视网膜脱离 玻璃体切除术 增殖性玻璃体视网膜病变 扁平部 医学 巩膜扣 眼科 巩膜扣带术 眼泪 视力 外科 视网膜
作者
Mélanie Hébert,Jérôme Garneau,Sihame Doukkali,Eunice You,Serge Bourgault,Mathieu Caissie,Éric Tourville,Ali Dirani
出处
期刊:Retina-the Journal of Retinal and Vitreous Diseases [Lippincott Williams & Wilkins]
卷期号:44 (11): 1899-1905
标识
DOI:10.1097/iae.0000000000004216
摘要

Purpose: To compare outcomes in inferior rhegmatogenous retinal detachment (RRD) repair using pars plana vitrectomy (PPV) or PPV with scleral buckle (PPV-SB). Methods: Patients who underwent surgery for inferior RRD at a tertiary care center between 2014 and 2018 were included. Inferior RRD was defined as RD with tears between 4:00 and 8:00 clock hours in a detached retina. Non-RRD etiologies (e.g., traumatic, tractional), proliferative vitreoretinopathy grade ≥C2, and silicone oil use were excluded. Single-surgery anatomic success was defined as the absence of reoperation for recurrent RRD during follow-up.

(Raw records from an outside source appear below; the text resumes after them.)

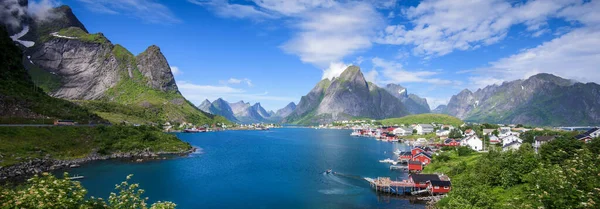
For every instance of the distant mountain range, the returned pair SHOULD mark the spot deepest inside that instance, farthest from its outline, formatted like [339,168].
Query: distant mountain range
[542,99]
[351,96]
[67,62]
[243,112]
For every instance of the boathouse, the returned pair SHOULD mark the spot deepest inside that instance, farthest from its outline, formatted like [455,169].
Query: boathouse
[422,157]
[416,151]
[422,180]
[439,187]
[415,166]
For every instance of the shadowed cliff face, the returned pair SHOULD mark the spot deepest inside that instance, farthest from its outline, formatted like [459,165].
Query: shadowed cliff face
[154,66]
[346,97]
[542,99]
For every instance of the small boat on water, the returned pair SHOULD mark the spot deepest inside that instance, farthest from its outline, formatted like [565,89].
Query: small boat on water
[390,161]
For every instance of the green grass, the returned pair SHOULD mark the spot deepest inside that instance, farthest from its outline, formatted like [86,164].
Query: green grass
[83,36]
[424,119]
[18,144]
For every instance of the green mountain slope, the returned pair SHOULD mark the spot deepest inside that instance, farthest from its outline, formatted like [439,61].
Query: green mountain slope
[21,101]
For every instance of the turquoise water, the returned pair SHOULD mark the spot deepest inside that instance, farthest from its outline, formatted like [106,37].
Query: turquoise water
[280,168]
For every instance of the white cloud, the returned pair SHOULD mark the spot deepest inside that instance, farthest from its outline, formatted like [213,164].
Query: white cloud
[328,35]
[394,72]
[575,55]
[434,102]
[237,81]
[334,70]
[224,9]
[176,71]
[198,93]
[440,27]
[146,10]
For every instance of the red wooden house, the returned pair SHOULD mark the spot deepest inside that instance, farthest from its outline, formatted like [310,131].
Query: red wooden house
[439,187]
[422,157]
[416,151]
[422,180]
[405,156]
[415,166]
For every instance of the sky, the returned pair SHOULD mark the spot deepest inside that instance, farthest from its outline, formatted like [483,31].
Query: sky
[275,51]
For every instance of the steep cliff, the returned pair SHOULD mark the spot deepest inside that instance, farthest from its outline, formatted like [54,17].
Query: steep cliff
[542,99]
[345,97]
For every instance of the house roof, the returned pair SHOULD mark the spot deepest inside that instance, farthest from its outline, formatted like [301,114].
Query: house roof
[587,133]
[405,153]
[423,153]
[412,162]
[440,183]
[426,125]
[424,177]
[544,138]
[511,143]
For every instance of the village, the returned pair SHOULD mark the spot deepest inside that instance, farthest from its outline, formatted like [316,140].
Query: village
[428,140]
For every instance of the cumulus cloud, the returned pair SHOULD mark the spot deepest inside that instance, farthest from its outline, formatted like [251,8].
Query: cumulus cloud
[175,70]
[328,35]
[394,72]
[146,10]
[238,81]
[198,93]
[440,27]
[575,55]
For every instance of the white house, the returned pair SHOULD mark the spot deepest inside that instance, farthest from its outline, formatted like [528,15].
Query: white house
[424,128]
[509,139]
[402,131]
[472,141]
[442,133]
[514,145]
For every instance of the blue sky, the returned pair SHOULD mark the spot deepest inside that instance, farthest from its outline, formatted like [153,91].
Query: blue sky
[274,52]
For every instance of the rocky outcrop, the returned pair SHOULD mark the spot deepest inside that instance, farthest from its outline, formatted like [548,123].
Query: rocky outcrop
[36,166]
[154,66]
[345,97]
[287,110]
[542,99]
[413,103]
[86,69]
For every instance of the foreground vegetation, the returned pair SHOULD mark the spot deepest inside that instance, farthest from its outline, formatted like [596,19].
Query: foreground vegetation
[19,144]
[564,174]
[47,191]
[424,118]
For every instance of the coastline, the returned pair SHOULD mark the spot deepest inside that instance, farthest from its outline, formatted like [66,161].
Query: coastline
[29,168]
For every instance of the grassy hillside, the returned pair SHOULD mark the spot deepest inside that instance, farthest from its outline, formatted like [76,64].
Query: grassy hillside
[19,144]
[424,118]
[23,102]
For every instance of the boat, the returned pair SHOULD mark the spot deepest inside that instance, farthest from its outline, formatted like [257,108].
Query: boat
[390,161]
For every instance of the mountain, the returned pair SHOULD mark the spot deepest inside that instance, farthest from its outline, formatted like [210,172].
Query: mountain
[414,104]
[287,110]
[542,99]
[69,63]
[441,109]
[21,101]
[240,112]
[345,97]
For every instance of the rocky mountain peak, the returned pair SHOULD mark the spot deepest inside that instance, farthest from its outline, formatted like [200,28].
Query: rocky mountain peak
[154,66]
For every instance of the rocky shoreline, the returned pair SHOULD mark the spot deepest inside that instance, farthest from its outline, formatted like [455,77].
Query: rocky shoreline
[27,169]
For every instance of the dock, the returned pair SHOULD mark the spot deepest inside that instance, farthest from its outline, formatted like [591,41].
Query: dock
[386,185]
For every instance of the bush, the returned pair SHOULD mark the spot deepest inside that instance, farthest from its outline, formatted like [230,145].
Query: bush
[47,191]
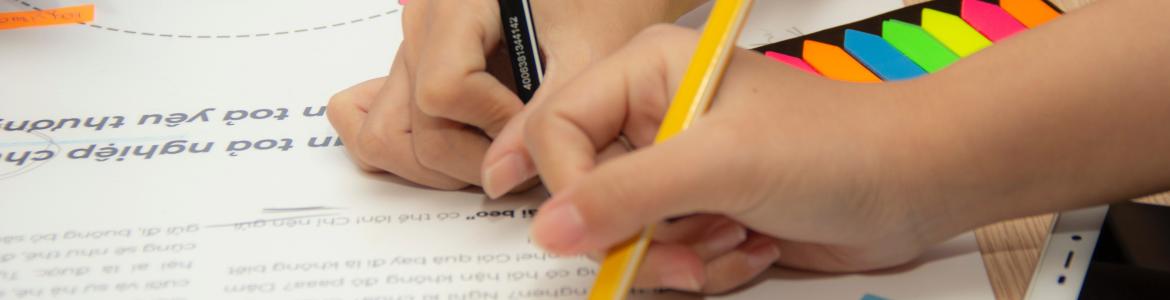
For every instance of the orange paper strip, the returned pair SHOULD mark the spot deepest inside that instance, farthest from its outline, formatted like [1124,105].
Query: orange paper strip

Results: There were 366 patients included of which 260 (71%) were operated using PPV-SB. Single-surgery anatomic success was achieved in 96 (91%) of patients with pars plana vitrectomy and 227 (87%) of patients with PPV-SB ( P = 0.38) over a median follow-up of 15 months. At the final follow-up, pinhole visual acuity was 0.18 (0.10–0.30) among patients with pars plana vitrectomy and 0.18 (0.10–0.40) among patients with PPV-SB (Snellen equivalent: 20/30; P = 0.03). After adjusting for demographic (i.e., age and sex) and preoperative characteristics (i.e., macula on status, baseline pinhole visual acuity, and grade C1 proliferative vitreoretinopathy), PPV-SB did not alter single-surgery anatomic success ( P = 0.210). Conclusion: Following inferior RRD repair, there were no significant differences in single-surgery anatomic success between patients undergoing pars plana vitrectomy and PPV-SB in this large, retrospective cohort.